Ewolucja Express

Tomasz Rożek

publikacja 15.02.2010 12:50

Myślisz, że tryby ewolucji obracają się wolno? Zwykle tak jest, ale zdarza się, że zmiany następują bardzo szybko. Szczególnie gdy przyspieszają zmiany środowiska naturalnego.

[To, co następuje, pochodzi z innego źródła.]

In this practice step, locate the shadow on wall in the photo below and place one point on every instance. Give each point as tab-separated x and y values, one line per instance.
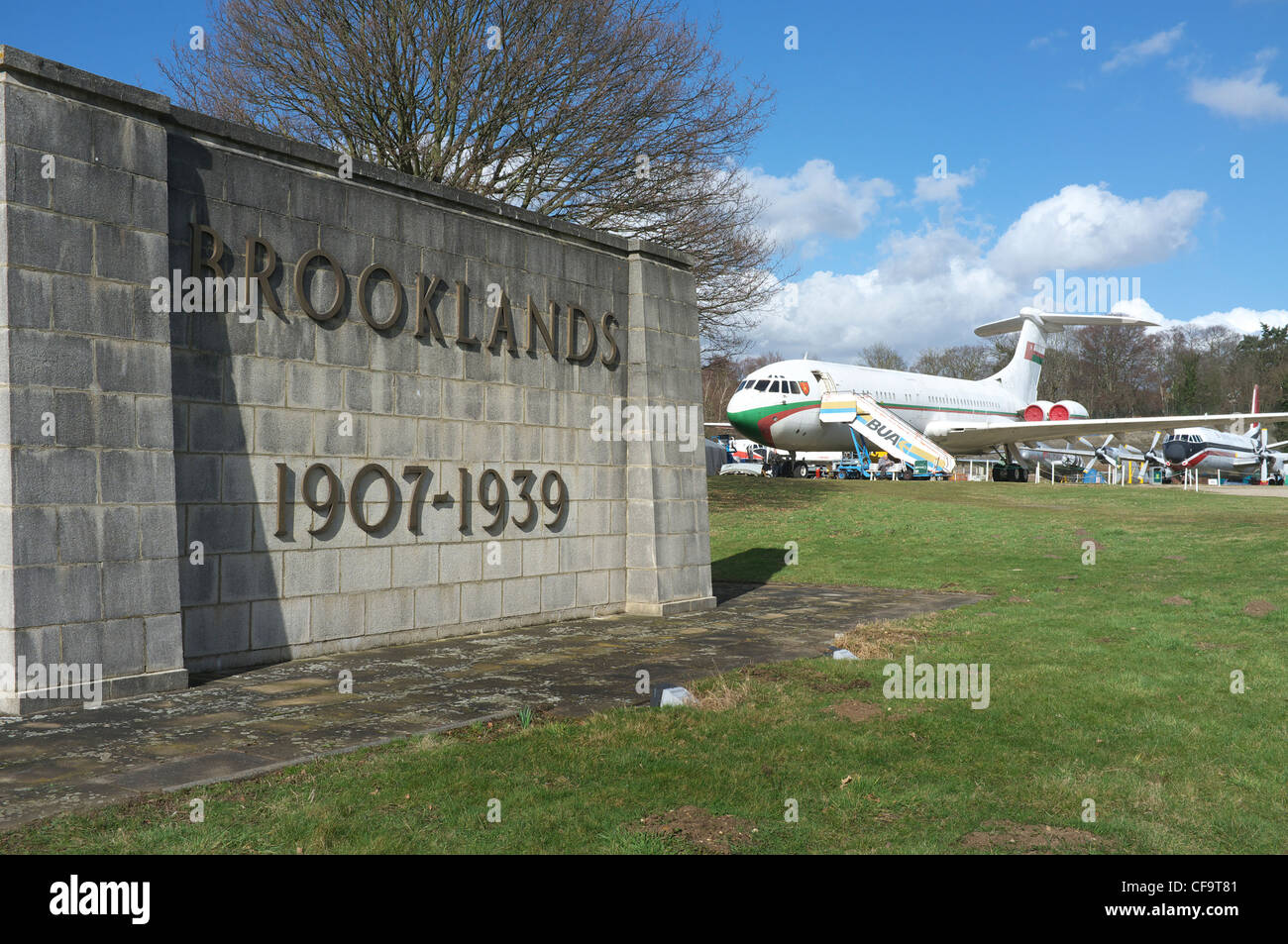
231	599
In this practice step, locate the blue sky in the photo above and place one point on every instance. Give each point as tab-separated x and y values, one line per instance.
1113	161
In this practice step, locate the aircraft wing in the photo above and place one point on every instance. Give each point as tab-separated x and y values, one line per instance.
1010	433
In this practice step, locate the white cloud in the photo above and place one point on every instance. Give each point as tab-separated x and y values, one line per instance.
1245	321
1140	51
1247	95
1086	227
943	189
935	286
815	202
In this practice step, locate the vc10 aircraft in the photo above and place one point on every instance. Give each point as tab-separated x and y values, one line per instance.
811	404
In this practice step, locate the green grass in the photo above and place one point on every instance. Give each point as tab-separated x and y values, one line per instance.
1099	690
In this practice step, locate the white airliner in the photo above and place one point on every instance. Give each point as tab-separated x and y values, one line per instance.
1233	455
814	406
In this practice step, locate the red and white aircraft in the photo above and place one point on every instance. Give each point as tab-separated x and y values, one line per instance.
811	404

Ewolucja Express W ostatnich latach powstały trzy nowe gatunki ryb z rodziny garbnikowanych fot. aquaportail.com

Środowisko jest zmienne. Zawsze takie było. Ale tempo tych zmian nie wszędzie i nie zawsze jest takie samo. Wybuch wulkanu może zmienić lokalny ekosystem w ciągu kilku godzin. Duże wybuchy w dalekiej przeszłości wpływały na klimat całej planety w ciągu zaledwie kilku miesięcy. Nie każdy organizm do tak szybko zmieniających się warunków potrafił się dostosować. W środowisku naturalnym najlepiej funkcjonują te organizmy, które znalazły sobie niszę ekologiczną. Dostosowały się do niej. To miejsce czy umiejętności, w których nie mają konkurencji. Na przykład organizmy żyjące w ekstremalnych warunkach, w pobliżu źródeł geotermalnych na dnie oceanu. Kłopoty pojawiają się, gdy warunki środowiskowe zaczynają się szybko zmieniać. Znika nisza, a wraz z nią lokalna (czy globalna) populacja wąsko wyspecjalizowanych organizmów. Zupełnie inaczej wygląda sprawa z punktu widzenia życia o szerokiej specjalizacji. Organizmów, które potrafią funkcjonować na przykład w szerokim zakresie temperatur. Muszą walczyć o przetrwanie z naturalnymi wrogami, bo ich terytorium (nie tylko to geograficzne) często nakłada się na terytoria innych zwierząt (roślin). Ale brak specjalizacji oznacza, że zmiany środowiskowe nie są aż tak bolesne.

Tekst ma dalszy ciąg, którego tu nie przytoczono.